Sindicatos de petroleiros de três Estados realizaram nesta terça-feira, 26, uma série de mobilizações contra a venda de ativos da Petrobras. Os sindicalistas realizaram piquetes em frente a refinarias e fecharam rodovias próximas à instalações da estatal. Na última sexta-feira, a petroleira anunciou que busca um sócio para compartilhar o controle da BR Distribuidora, responsável pela revenda de combustíveis no País.

De acordo com a Federação Única dos Petroleiros (FUP), as mobilizações ocorreram na Bahia, no Rio de Janeiro e também no Rio Grande do Sul. "Estamos na luta em defesa de uma Petrobras integrada, contra a venda dos ativos, dos campos maduros, da Transpetro e da BR Distribuidora. Hoje nos manifestamos e convocamos toda categoria a reagir em defesa das empresas brasileiras e de nosso País", afirmou o diretor do Sindicato dos Petroleiros do Norte Fluminense, Marcos Breda, em nota publicada pela entidade.

No Rio, as mobilizações ocorreram na rodovia RJ-106, no acesso ao Terminal Cabiúnas, em Macaé. A unidade recebe e armazena a carga de óleo oriundo da produção da Bacia de Campos. Também participaram da manifestação integrantes do Movimento dos Sem Terra (MST) e da Confederação Nacional dos Trabalhadores Agrícolas (Contag).

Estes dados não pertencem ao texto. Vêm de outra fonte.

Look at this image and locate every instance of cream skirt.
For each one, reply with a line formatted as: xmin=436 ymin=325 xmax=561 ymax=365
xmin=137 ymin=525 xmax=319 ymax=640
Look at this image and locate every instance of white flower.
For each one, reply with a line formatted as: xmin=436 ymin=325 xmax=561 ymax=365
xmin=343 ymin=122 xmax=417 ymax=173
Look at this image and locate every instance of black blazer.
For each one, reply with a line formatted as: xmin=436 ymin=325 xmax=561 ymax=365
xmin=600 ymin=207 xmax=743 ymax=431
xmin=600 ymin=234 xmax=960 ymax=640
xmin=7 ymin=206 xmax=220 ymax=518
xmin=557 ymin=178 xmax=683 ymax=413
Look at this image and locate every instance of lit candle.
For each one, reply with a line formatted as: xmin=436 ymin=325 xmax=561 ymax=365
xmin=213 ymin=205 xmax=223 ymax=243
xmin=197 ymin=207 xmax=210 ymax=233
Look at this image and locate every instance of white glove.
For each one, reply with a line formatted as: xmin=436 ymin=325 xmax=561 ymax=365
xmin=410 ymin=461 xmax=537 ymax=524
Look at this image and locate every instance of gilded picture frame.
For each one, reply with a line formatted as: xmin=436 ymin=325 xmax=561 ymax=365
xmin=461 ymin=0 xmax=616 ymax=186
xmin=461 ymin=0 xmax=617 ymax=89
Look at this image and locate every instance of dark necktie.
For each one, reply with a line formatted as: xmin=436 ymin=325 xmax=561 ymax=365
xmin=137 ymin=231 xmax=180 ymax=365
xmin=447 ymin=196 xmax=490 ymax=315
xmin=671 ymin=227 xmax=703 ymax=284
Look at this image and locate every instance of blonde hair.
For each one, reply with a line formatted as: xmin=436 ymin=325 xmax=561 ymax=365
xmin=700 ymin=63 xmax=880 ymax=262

Já na Bahia, a mobilização parou o trânsito na BR-101, uma das mais movimentadas do Estado. O grupo de sindicalistas protestou contra a venda de campos maduros na região Nordeste, já anunciada pela Petrobras. No Rio Grande do Sul, trabalhadores da Refinaria Alberto Pasqualini (Refap) realizaram piquete em frente à unidade, questionando a venda de ativos e impasses no acordo coletivo de trabalho.

Os sindicatos estaduais já deliberam em assembleias a realização de uma greve, no dia 5 de agosto, por tempo determinado. O movimento é encabeçado pelos Estados do Nordeste, como Ceará, Bahia, Rio Grande do Norte, Alagoas, Sergipe e Pernambuco, onde há campos maduros terrestres sendo negociados com investidores privados. A expectativa é realizar uma greve de cinco dias.

"O momento é bastante complexo e precisamos estar em permanente mobilização para enfrentarmos as tentativas de desmantelar a Companhia, através da anunciada intenção de vender parte dos seus ativos", afirmou José Maria Rangel, diretor da Federação Única dos Petroleiros (FUP), em nota.